Sepsis results in elevated adenosine in circulation. Extracellular adenosine triggers immunosuppressive signaling via the A2a receptor (A2aR). Sepsis survivors develop persistent immunosuppression with increased risk of recurrent infections. We utilized the cecal ligation and puncture (CLP) model of sepsis and subsequent infection to assess the role of adenosine in post-sepsis immune suppression. A2aR-deficient mice showed improved resistance to post-sepsis infections. Sepsis expanded a subset of CD39^hi B cells and elevated extracellular adenosine, which was absent in mice lacking CD39-expressing B cells. Sepsis-surviving B cell-deficient mice were more resistant to secondary infections. Mechanistically, metabolic reprogramming of septic B cells increased production of ATP, which was converted into adenosine by CD39 on plasmablasts. Adenosine signaling via A2aR impaired macrophage bactericidal activity and enhanced interleukin-10 production. Septic individuals exhibited expanded CD39^hi plasmablasts and adenosine accumulation. Our study reveals CD39^hi plasmablasts and adenosine as important drivers of sepsis-induced immunosuppression with relevance in human disease.
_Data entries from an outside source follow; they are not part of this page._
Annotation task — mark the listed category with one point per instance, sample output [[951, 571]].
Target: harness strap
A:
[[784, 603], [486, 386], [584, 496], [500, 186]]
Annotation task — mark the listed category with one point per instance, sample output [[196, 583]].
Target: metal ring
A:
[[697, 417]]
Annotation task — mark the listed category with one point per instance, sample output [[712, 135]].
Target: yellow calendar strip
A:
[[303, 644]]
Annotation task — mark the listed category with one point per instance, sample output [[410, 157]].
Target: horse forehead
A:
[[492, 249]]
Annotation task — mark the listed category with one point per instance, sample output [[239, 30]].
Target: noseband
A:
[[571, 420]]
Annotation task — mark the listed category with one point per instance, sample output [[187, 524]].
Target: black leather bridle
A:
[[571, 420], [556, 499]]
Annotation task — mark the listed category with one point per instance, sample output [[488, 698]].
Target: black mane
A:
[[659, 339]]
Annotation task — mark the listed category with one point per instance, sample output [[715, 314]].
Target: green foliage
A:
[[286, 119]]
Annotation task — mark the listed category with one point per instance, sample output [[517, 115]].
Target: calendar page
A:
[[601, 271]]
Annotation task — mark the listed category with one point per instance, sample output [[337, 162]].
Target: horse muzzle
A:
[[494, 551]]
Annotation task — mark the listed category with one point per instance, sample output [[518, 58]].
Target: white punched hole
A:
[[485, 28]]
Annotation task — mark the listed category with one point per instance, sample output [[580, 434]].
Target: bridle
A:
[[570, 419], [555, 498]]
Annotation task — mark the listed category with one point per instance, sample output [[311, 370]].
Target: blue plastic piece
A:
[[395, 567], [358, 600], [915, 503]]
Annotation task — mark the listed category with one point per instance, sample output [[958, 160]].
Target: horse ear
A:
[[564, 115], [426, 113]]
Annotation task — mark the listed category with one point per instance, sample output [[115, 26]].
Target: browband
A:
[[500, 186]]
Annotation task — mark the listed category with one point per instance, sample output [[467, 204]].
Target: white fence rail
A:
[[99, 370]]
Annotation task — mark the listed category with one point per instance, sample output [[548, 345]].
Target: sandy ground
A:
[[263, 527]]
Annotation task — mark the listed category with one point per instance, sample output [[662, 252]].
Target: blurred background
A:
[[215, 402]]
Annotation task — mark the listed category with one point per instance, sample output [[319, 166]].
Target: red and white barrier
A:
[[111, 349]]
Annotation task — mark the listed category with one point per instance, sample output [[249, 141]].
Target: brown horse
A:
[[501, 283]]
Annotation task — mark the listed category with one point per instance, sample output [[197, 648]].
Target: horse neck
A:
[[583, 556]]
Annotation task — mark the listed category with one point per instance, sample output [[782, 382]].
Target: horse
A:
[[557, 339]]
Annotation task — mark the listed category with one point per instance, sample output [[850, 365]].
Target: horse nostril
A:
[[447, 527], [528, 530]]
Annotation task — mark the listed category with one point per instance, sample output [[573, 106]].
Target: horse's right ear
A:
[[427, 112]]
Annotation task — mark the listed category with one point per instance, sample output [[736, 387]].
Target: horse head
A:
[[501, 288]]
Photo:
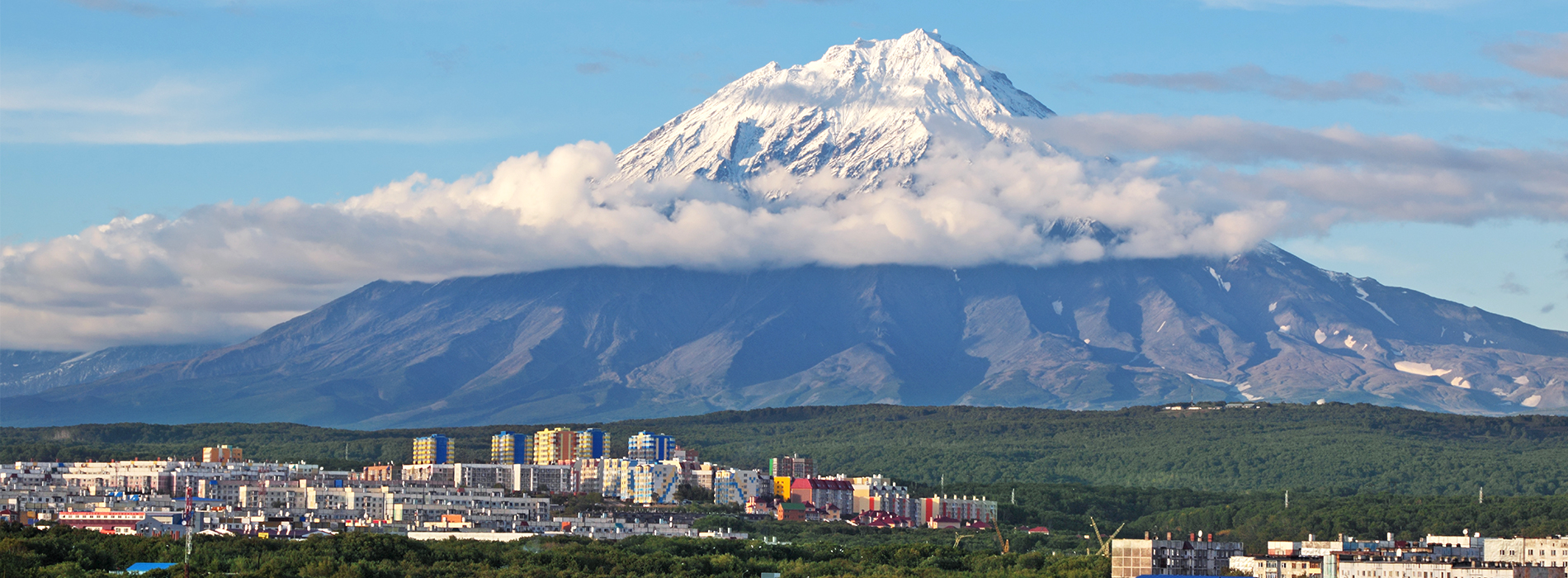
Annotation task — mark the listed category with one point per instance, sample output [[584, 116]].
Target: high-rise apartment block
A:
[[1179, 558], [649, 447], [221, 454], [590, 443], [792, 467], [503, 448], [555, 445], [432, 449]]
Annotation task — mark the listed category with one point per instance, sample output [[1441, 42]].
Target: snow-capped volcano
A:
[[860, 109]]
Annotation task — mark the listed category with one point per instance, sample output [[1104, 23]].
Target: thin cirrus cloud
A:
[[43, 102], [1254, 79], [1419, 5], [1538, 55], [134, 8], [1543, 55], [224, 272]]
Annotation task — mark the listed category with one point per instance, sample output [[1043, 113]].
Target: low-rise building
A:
[[1526, 550], [1367, 566], [958, 508], [1132, 558], [1278, 566]]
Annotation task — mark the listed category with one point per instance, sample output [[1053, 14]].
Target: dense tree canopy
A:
[[1334, 448]]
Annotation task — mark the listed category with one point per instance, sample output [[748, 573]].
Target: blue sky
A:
[[118, 107]]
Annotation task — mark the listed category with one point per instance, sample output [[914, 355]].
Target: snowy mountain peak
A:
[[860, 109]]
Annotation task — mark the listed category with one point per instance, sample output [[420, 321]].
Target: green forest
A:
[[63, 552], [1329, 449]]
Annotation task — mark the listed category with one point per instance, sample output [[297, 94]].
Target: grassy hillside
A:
[[1329, 449]]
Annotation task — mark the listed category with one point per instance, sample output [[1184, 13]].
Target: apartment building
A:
[[737, 486], [792, 467], [1132, 558], [654, 482], [1269, 566], [592, 445], [1526, 550], [432, 449], [877, 494], [221, 454], [554, 447], [1371, 566], [822, 492], [956, 508]]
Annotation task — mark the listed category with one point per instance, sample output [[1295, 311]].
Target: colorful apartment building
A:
[[1132, 558], [654, 482], [736, 486], [792, 467], [822, 492], [958, 508], [557, 445], [590, 443], [432, 449], [503, 448]]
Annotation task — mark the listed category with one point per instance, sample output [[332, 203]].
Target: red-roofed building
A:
[[822, 492]]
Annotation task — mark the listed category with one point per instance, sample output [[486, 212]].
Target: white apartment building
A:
[[1526, 550], [654, 482], [736, 486], [1352, 566]]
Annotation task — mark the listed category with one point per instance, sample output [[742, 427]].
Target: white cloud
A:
[[1421, 5], [1254, 79], [228, 271]]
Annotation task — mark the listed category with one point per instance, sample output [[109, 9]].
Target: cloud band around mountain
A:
[[229, 271]]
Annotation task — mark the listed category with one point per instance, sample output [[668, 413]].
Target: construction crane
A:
[[1104, 544]]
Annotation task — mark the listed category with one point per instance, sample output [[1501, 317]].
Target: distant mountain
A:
[[606, 343], [27, 372], [858, 111]]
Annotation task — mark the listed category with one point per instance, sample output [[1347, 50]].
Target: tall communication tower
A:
[[190, 527]]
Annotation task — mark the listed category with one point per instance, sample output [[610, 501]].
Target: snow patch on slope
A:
[[1419, 368], [860, 109], [1217, 278]]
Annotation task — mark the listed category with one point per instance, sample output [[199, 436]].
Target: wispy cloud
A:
[[1419, 5], [1254, 79], [1543, 55], [226, 271], [449, 60], [148, 106], [1510, 285], [134, 8]]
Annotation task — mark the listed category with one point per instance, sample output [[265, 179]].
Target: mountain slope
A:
[[26, 372], [632, 343], [862, 109]]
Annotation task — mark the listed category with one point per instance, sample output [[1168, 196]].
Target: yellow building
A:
[[503, 448], [221, 454], [555, 445], [782, 486]]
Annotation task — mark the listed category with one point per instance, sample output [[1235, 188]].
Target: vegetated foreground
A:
[[68, 552], [1333, 449]]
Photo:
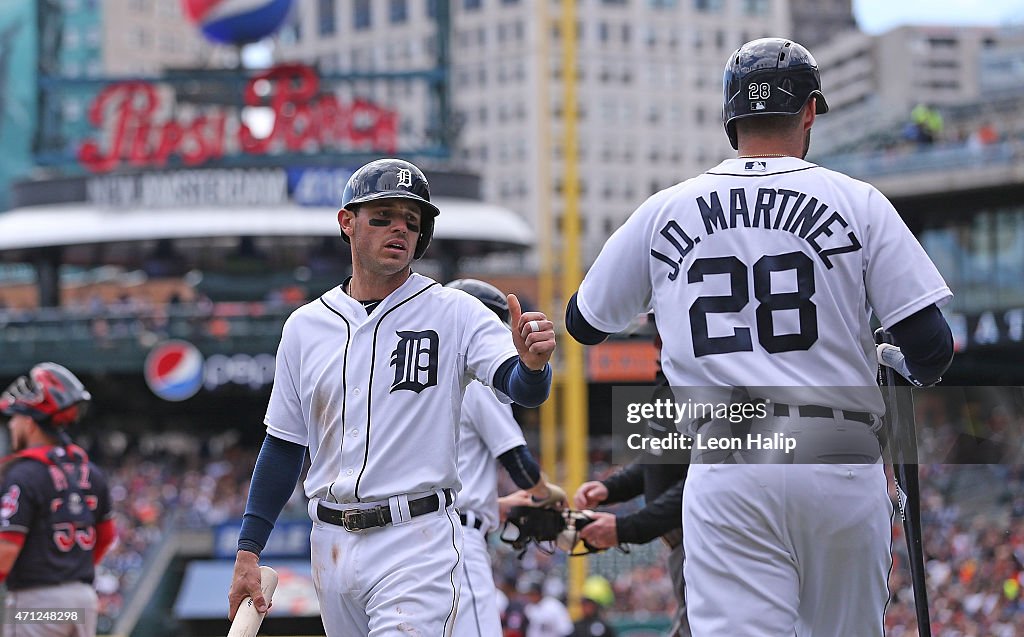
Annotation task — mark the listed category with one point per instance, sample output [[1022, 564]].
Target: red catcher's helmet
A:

脓毒症导致循环中腺苷升高。细胞外腺苷通过 A2a 受体 (A2aR) 触发免疫抑制信号。脓毒症幸存者会出现持续性免疫抑制，复发性感染的风险增加。我们利用败血症和随后感染的盲肠结扎和穿刺 (CLP) 模型来评估腺苷在败血症后免疫抑制中的作用。A2aR 缺陷小鼠对败血症后感染的抵抗力有所提高。脓毒症扩大了 CD39 ^{hi 的}一个子集B 细胞和升高的细胞外腺苷，这在缺乏表达 CD39 的 B 细胞的小鼠中是不存在的。脓毒症存活的 B 细胞缺陷小鼠对继发性感染更具抵抗力。从机制上讲，脓毒症 B 细胞的代谢重编程增加了 ATP 的产生，ATP 被浆母细胞上的 CD39 转化为腺苷。通过 A2aR 的腺苷信号传导削弱了巨噬细胞的杀菌活性并增强了白细胞介素 10 的产生。脓毒症个体表现出扩大的 CD39 ^hi浆母细胞和腺苷积累。我们的研究揭示 CD39 ^hi浆母细胞和腺苷是脓毒症诱导的免疫抑制的重要驱动因素，与人类疾病相关。